# Module 1, Activity 1: Running an AWS-Hosted LLM with LangChain

In this demo notebook, we demonstrate how to use the boto3 Python SDK along with the abstractions available through the LangChain package to work with Amazon Bedrock Foundation Models.

In [None]:
import boto3
from langchain_aws import BedrockLLM
from langchain_aws import ChatBedrock

In [None]:
session = boto3.session.Session()
region = session.region_name

## Create Bedrock management connection

The Bedrock client is used as the control for Bedrock.  It can do things like list models, check availability, and manage configurations.  But it doesn't actually do anything with the models.

In [None]:
bedrock = boto3.client(
    service_name='bedrock',
    region_name = region,
)

## Listing available models

Here we can see which foundation models Bedrock as access to.  However, remember that not all of these are active for this workshop.

In [None]:
[models['modelId'] for models in bedrock.list_foundation_models()['modelSummaries']]

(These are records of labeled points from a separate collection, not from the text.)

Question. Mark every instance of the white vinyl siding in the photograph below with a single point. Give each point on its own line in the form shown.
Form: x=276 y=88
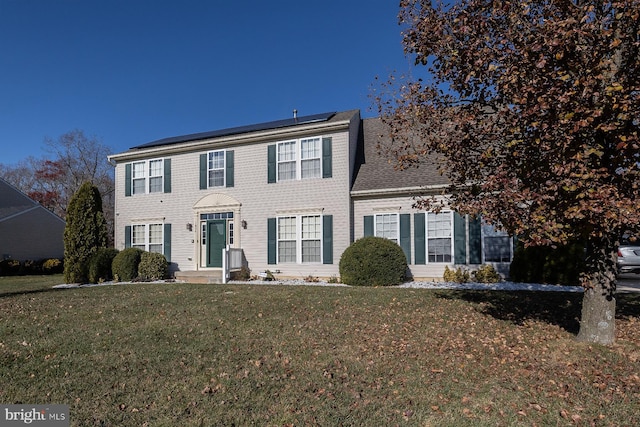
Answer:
x=300 y=239
x=148 y=237
x=147 y=176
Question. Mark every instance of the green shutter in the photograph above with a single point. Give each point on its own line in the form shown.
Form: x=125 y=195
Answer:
x=459 y=239
x=167 y=242
x=127 y=180
x=271 y=164
x=272 y=240
x=229 y=168
x=204 y=178
x=475 y=241
x=127 y=236
x=419 y=238
x=167 y=175
x=368 y=225
x=327 y=239
x=326 y=158
x=405 y=235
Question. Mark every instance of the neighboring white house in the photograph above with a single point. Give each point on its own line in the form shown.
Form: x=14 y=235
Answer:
x=28 y=231
x=292 y=195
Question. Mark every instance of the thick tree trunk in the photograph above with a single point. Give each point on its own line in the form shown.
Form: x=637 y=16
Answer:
x=597 y=324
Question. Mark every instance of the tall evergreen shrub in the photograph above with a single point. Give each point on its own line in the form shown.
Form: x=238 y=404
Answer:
x=85 y=232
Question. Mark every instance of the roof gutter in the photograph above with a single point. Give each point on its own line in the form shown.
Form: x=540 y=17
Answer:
x=288 y=132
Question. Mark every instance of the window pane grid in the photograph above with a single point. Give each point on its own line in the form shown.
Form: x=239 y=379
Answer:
x=216 y=169
x=387 y=226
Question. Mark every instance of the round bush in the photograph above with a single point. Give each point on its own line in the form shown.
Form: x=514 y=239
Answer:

## Creating Bedrock runtime client

In this next code block, a dedicated boto3 client for the bedrock-runtime service is created.  This client is responsible for executing runtime operations, such as invoking a model with a given prompt.

In [None]:
bedrock_runtime = boto3.client(
    service_name='bedrock-runtime',
    region_name=region,
)

## Initializing BedrockLLM and invoking a model

Here, the BedrockLLM class from the langchain_aws package is instantiated.  This class serves as a high-level wrapper to interface with AWS-hosted LLMs.
The initialization parameters include the model ID (in this case, "amazon.titan-tg1-large"), region, and the necessary AWS credentials.  Once the instance is created, the invoke method is used to send a prompt ("What is the recipe of mayonnaise?") to the model.  This section demonstrates the fundamental workflow: setting up the model wrapper and making a basic invocation call to test the model’s response, providing a concrete example of how to interact with AWS-hosted generative AI models using LangChain.

Try several different prompts here to see what different types of answers you can get!

In [None]:
llm = BedrockLLM(
    model_id="amazon.titan-tg1-large",
    region_name=region,
)

llm.invoke(input='What is the recipe of mayonnaise?')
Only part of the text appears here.